Changing demographics. The Philippines has the second lowest average age in the ASEAN. As the Boomers are slowly but surely exiting the workplace, the Gen X and Y comprise the majority. Gen Y and Z employees, loosely called Millennials, have differing motivations and will respond differently to retention and engagement strategies that appealed to the Boomers and Gen Xers. Open and frequent communication, social media, great company culture, involvement with worthy causes, sense of purpose and achievement appeal more to the Millennials.

Compassionate leader- ship. Gallup’s findings that people quit their bosses, not their companies, will be even truer. Today’s employees choose who they work for and prefer to work with inspiring and compassionate leaders that are authentic, have dignity and integrity, and show empathy.
Work/Life integration. Employers of choice no longer compel employees to work 8 to 5 everyday. “Work at home and home at work” is getting to be a norm, as long as the numbers prove that this arrangement is working well. I am writing this article at 730pm at a coffee shop near my home, and I am wearing shorts, slippers and a Meralco Bolts T-shirt given to me by Ryan Gregorio, former basketball coach, now HR person.

Big data analytics. As Deloitte’s Josh Bersin aptly observed, “The Geeks have arrived in HR.” People analytics will allow big data to provide better alerts when engagement trends fall in relation with KPIs like sales, customer satisfaction, turnover, etc. Hard data and more pro-active interventions like “stay interviews” as opposed to “exit interviews” will help pre-empt massive turnover as they predict when people will likely quit.

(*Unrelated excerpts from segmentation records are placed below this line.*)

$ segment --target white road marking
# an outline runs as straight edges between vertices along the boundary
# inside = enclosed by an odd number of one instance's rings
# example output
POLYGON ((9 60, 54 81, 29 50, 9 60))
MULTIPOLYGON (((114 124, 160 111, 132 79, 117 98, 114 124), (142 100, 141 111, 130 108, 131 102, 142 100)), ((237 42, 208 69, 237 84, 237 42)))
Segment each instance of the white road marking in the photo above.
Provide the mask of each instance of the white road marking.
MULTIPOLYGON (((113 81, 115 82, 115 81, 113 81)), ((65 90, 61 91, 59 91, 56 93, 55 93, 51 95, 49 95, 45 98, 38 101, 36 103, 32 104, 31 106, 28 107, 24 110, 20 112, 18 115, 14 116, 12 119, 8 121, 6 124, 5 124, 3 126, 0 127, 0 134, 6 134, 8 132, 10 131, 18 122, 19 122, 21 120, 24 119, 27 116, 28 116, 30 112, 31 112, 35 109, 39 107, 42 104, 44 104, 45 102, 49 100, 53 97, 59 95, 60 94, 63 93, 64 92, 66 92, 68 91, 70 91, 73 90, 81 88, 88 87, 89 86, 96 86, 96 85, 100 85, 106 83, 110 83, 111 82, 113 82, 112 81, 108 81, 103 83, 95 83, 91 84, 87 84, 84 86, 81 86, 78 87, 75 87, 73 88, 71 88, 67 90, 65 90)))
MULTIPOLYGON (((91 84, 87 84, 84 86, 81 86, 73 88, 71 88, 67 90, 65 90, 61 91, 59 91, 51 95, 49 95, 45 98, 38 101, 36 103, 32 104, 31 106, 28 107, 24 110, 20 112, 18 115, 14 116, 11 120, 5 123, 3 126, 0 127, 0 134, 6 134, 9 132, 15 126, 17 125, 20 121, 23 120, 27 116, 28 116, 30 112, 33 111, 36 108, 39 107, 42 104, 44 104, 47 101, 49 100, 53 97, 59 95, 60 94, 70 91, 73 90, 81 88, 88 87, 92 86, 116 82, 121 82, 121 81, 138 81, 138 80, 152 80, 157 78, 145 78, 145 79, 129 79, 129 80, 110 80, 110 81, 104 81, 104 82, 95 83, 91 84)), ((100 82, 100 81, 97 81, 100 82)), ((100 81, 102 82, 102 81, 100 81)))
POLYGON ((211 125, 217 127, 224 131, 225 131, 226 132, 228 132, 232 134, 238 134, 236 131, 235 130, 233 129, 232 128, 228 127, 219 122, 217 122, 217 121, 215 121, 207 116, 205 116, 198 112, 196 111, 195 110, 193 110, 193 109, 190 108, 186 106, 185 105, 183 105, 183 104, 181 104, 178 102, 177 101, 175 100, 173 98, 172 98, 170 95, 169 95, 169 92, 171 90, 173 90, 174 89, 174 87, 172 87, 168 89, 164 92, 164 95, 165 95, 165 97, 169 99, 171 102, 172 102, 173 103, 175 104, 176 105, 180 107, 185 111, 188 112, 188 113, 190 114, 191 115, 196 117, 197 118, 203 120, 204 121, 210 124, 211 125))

Technology’s focus on employees. Sooner than later, there will be more apps such as “pulse tools, feedback apps, and anonymous social networking tools.” Annual performance appraisals will outlive their usefulness, as apps for real-time check-ins with employees to compliment them for a good job or help them where they are challenged will mutually benefit boss and employee and drive engagement higher.

Simon Sinek, author and marketing consultant said, “When people are financially invested, they want a return. When they are emotionally invested, they want to contribute.”